As we bid January and the starting-month of harvest adieu, a recent newsletter was sent out regarding “Day Zero”. This newsletter was spread widely, to inform people that even though we are going through strenuous and difficult times regarding water shortages – you (or more specifically Capetonians affected by the crisis) will not die. Unless, for lack of better judgement, you go on a water fast while preparing for the Comrades marathon and simultaneously suffer from a stomach bug that you contracted while swimming in India’s Yamuna – and last but not least – forgot to drink your Rehidrat.
But, on a more serious note there is a quote that I recently stumbled upon that resounded deeply with me and the struggles faced for everyone (industry-related or just a resident in the Cape) it reads:
“When we least expect it, life sets us a challenge to test our courage and willingness to change; at such a moment, there is no point in pretending that nothing has happened or in saying that we are not yet ready. The challenge will not wait. Life does not look back. A week is more than enough time for us to decide whether or not to accept our destiny.” Or that’s at least Paulo Coelho’s take on things.

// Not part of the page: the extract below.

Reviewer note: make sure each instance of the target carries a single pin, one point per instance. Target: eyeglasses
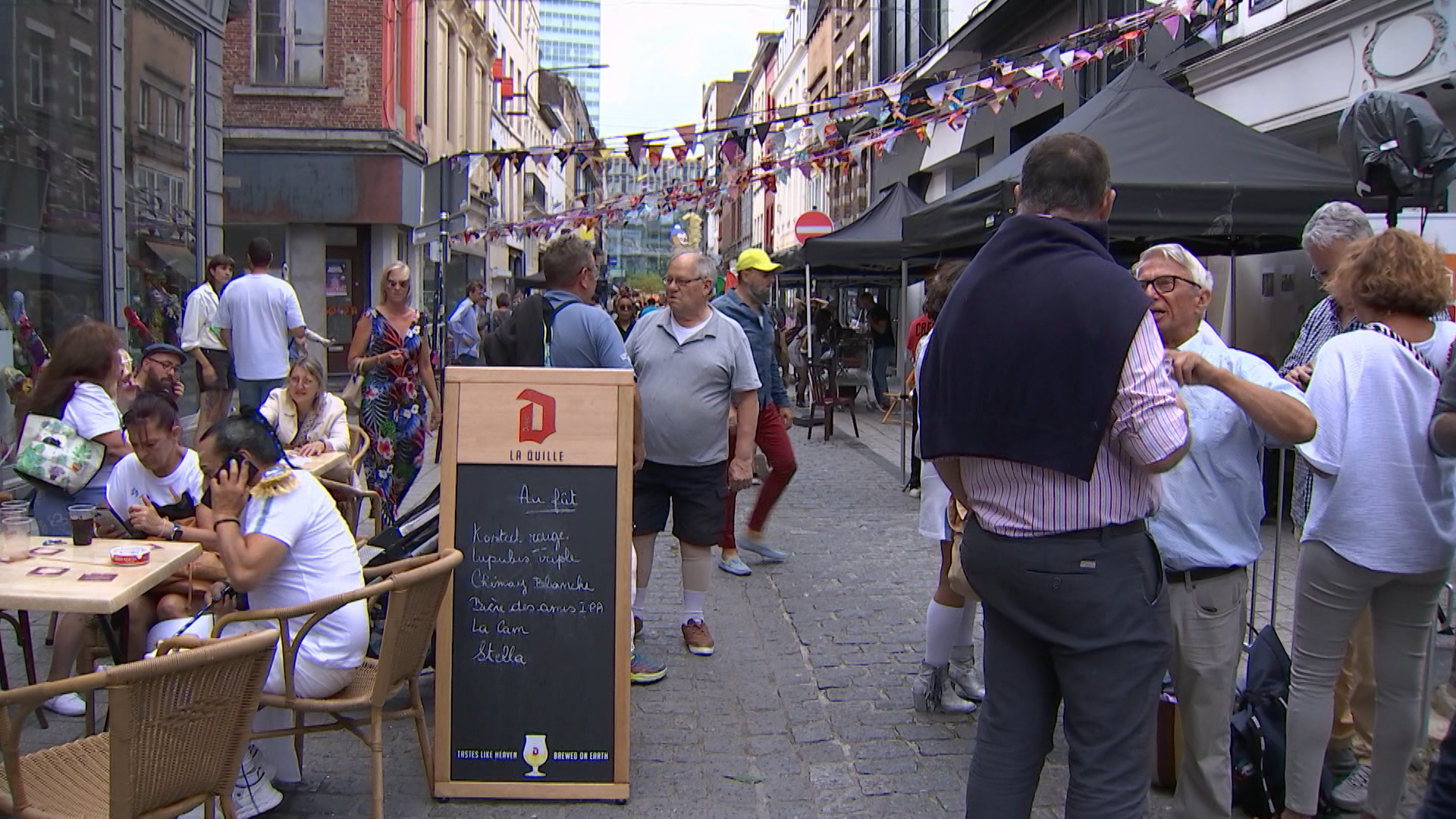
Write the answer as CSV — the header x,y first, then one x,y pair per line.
x,y
1166,283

From a more scientific and oenological point of view: Wine acids (TA) has been good thus far. This might however still change, as we have mostly harvested MCC grapes, but all-in-all analysis still looks very positive. At the start of harvest (circa week one) we had seen a tremendous drop in berry weights in some areas, however, with some of the other districts and even within a few wards, we have seen an increase in expected yields. But as with most things that have been established using “estimation”, numbers and quantities are only, genuinely accurate when all is said and done. Or rather, when all is harvested and crushed.